Created on 19 Jun 2026

Authors

Fanzhang Lei, Qinglin Liang, Xi Yuan, Qinglin Liu, Yu Zhang, Tong Xie, Le Wang, Bofeng Zhu

Published in

International journal of legal medicine. Jun 19, 2026. Epub Jun 19, 2026.

Abstract

This study addresses multiple challenges in applying forensic genealogy to Chinese populations by exploring novel kinship classification strategies based on machine learning (ML) and deep learning (DL). Utilizing Infinium Asian Screening Array (ASA) microarray integrated with Han Chinese reference data from the 1000 Genomes Project, we simulated 70,000 pairs of first- to fifth-degree relatives and unrelated individuals while experimentally validating data from Han Chinese volunteers from 19 pedigrees, including corresponding kinship pairs across all degrees and unrelated individuals. We systematically evaluated the performance of shared identity-by-descent (IBD) segment analysis, likelihood ratio (LR) method, and kinship coefficient approaches. Innovatively, we developed a multi-feature ML model incorporating IBD distribution statistics, LR values, and kinship coefficients. Concurrently, we created an IBS-CNN model for image recognition by integrating computer vision with identity-by-state (IBS) theory. With pairwise SNP genotypes color-encoded by their IBS status, an IBS-CNN model for IBS heatmap recognition was created. Results demonstrate that the IBS-CNN model ( https://github.com/Rarapie/IBS-CNN ) showed advantages over the common methods and ML models: it directly processes images converted from VCF files while exhibiting greater robustness to data heterogeneity.
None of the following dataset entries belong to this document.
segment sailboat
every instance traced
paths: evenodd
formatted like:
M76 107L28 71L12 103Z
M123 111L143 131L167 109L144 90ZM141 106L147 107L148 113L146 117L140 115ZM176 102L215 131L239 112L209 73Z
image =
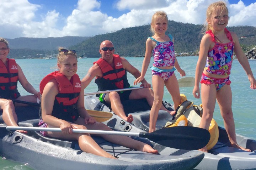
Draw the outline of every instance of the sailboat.
M50 42L50 45L51 48L51 55L47 55L47 56L46 56L45 59L46 60L57 59L57 57L56 56L56 55L55 55L55 54L54 54L53 50L52 49L52 44Z

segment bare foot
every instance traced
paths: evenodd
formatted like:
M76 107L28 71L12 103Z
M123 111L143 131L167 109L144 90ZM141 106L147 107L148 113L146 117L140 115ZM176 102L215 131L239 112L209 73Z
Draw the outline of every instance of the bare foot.
M22 133L22 134L27 134L27 131L26 131L25 130L16 130L16 131Z
M131 114L128 115L128 117L127 117L126 119L126 121L128 122L131 123L133 121L133 118L132 115Z
M175 111L172 111L170 112L170 114L171 114L171 115L173 116L174 114L175 114L176 112Z
M240 149L244 151L246 151L247 152L251 152L251 150L249 149L246 149L243 147L242 147L241 146L238 145L238 144L233 144L231 145L232 147L234 147L234 148L238 148L238 149Z
M157 150L154 149L150 146L146 144L144 145L142 148L139 149L139 151L148 152L148 153L158 154L158 151Z
M200 149L198 149L198 151L200 151L203 152L208 152L207 150L207 148L206 147L206 146L203 148Z

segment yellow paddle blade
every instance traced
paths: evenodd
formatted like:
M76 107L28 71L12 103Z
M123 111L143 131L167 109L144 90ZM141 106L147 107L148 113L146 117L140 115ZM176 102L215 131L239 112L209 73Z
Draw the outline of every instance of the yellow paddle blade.
M186 77L178 79L180 87L194 87L195 78L193 77Z
M90 115L94 118L96 121L98 122L106 121L113 116L113 114L110 112L93 110L86 109L86 110Z

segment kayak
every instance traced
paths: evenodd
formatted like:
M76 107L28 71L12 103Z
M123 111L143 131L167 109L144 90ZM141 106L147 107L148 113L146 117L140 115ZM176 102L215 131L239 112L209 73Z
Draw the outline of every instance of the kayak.
M134 120L128 122L116 115L109 107L101 103L94 95L85 96L85 105L87 109L112 113L113 116L103 122L117 129L124 131L147 131L149 129L150 107L145 100L130 100L122 103L126 113L132 114ZM170 110L174 110L172 104L165 101L163 104ZM144 109L143 109L143 108ZM138 111L136 111L138 109ZM160 110L156 123L156 129L165 127L172 116L167 112ZM236 134L238 143L249 148L251 152L231 147L225 130L218 126L218 138L212 148L204 153L203 159L194 169L197 170L256 170L256 141ZM187 143L189 144L189 143ZM194 151L187 151L187 153ZM184 150L174 149L169 153L183 152Z
M16 111L20 126L38 127L38 107L19 107ZM1 114L0 122L2 125ZM28 134L25 134L2 127L0 128L0 156L26 163L36 170L191 169L204 155L197 151L175 152L177 149L138 137L132 137L151 145L159 154L134 151L93 137L104 150L118 158L114 159L83 152L76 141L44 137L37 131L28 131Z

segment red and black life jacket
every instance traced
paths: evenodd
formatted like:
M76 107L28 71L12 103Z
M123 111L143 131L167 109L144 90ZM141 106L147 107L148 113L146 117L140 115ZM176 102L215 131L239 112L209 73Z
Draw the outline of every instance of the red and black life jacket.
M39 85L40 94L43 94L46 84L54 79L58 84L59 93L55 97L52 115L60 119L71 122L76 120L79 114L76 104L81 90L81 82L79 76L75 74L70 81L58 71L52 73L43 79ZM39 116L42 119L42 110Z
M100 58L94 63L99 65L102 72L102 77L96 77L95 83L98 85L98 91L128 88L130 84L126 76L126 71L123 67L119 55L114 54L113 60L114 68L107 62Z
M0 60L0 98L17 98L20 96L18 91L18 67L14 59L7 59L7 66Z

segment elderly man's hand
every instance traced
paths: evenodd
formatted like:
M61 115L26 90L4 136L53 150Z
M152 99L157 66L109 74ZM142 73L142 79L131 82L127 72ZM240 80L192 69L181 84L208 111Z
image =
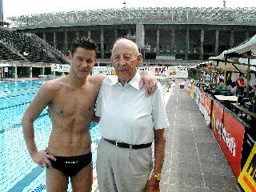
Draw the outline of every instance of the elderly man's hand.
M160 192L159 181L154 176L151 176L150 179L147 181L145 192Z
M146 94L152 94L154 91L158 89L158 81L155 76L149 70L143 70L140 74L142 75L140 87L145 85L146 87Z

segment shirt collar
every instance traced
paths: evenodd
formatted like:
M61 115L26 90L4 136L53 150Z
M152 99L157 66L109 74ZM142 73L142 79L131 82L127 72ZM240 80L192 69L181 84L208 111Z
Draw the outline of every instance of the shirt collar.
M130 80L127 84L130 84L132 87L135 88L136 90L140 90L139 82L141 81L141 75L138 72L136 72L134 77ZM115 84L119 83L118 77L116 75L111 78L111 82L109 84L110 86L114 86Z

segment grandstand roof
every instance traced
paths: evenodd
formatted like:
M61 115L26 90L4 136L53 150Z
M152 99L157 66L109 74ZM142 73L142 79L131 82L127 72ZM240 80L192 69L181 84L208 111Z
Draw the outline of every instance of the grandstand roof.
M155 7L47 13L9 18L12 26L42 28L108 23L155 22L256 25L256 8Z
M0 27L0 61L68 63L65 55L34 34Z

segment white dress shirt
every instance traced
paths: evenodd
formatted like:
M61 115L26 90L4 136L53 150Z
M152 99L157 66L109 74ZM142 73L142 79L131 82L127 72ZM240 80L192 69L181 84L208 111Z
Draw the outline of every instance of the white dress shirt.
M129 144L153 142L154 129L169 126L162 88L146 95L146 87L139 88L141 76L135 76L123 86L118 76L108 76L102 82L97 98L96 115L101 117L102 136Z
The IBS-CNN approach achieved robust real-data accuracy (94.56%) while supporting input of IBS barcode heatmaps that exclusively represent IBS status of paired samples, establishing a data transmission format more secure and storage-efficient than raw DNA data.

PMID:
42319452
Bibliographic data and abstract were imported from PubMed on 19 Jun 2026.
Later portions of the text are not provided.